Birthdays usually hit me hard, but this one especially so. I’ve now entered my late twenties.

Getting older and the general passing of time are concepts I have a hard time making sense of. Life can’t be paused or rewound, it’s just full steam ahead.  This dizzying disposition is compounded by the feeling that the older I get the faster time seems to pass. Inevitably it feels like there’s less room for error.

But with age also comes internal validation. It’s one thing to understand yourself and another altogether to actually accept it.

In fact, there’s a pretty radical difference between the two.

I often get the feeling that people don’t take me seriously. Maybe it’s because of my stature- I’m petite and not quite 5’3. Or my “baby face”, people are consistently in shock when I tell them how old I am.

Regardless, I realized that I’ve been expecting people to take me seriously when I myself haven’t been.

When I was in my early twenties I pawned certain things off on my late twenties, not fully comprehending that I’d be here one day. So there were a few vague expectations I’d set for myself that have yet to be fulfilled.

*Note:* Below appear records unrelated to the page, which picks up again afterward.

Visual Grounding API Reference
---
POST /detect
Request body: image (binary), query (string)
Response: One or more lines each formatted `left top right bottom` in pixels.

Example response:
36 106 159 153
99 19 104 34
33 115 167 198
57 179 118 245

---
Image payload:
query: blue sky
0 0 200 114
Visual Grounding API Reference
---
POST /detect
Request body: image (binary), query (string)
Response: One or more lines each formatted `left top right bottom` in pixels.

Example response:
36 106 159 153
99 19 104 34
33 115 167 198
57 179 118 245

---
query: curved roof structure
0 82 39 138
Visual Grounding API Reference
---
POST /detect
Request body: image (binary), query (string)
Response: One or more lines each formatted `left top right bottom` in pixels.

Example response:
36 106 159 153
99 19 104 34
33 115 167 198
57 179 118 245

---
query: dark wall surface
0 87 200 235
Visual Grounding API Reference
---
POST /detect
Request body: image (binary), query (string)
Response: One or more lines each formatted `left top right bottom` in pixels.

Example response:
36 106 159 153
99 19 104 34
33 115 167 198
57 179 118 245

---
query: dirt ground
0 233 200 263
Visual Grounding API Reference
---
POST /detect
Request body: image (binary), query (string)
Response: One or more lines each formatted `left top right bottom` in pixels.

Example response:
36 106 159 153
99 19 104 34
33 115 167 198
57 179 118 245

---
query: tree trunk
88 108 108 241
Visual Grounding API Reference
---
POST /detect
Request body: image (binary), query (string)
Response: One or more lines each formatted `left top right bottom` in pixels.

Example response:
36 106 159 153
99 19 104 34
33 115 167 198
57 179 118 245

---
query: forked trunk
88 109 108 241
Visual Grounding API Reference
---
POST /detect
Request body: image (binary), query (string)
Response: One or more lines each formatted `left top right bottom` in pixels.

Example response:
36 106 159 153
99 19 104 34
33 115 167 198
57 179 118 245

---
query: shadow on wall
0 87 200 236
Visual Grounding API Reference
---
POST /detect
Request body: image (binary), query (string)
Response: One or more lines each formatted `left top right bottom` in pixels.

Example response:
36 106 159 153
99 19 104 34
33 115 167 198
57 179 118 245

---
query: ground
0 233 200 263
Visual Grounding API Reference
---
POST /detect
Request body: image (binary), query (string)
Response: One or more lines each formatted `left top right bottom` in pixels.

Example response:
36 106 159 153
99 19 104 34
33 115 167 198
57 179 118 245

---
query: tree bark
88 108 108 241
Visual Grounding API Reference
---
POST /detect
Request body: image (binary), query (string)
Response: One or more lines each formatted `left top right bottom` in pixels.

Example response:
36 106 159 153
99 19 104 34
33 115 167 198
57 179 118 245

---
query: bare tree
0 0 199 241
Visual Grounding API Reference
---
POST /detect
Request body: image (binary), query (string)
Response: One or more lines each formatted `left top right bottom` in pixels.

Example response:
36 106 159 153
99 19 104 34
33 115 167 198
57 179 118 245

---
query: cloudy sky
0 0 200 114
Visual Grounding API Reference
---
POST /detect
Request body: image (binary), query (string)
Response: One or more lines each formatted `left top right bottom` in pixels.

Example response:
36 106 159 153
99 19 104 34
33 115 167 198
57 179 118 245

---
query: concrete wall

I don’t necessarily mean getting married and starting a family. These were intangible expectations, like the muddy concept of self-actualization. In my head I should’ve been writing my own rules and making a living on my own terms by now. To be honest, it’s a little frustrating to feel like I’m not in the place I wanted to be. But where exactly did I even want to be?!

I placed such unnecessary pressure on myself for no reason. Lesson learned that I shouldn’t contrive hypothetical timelines that are by their very nature unattainable.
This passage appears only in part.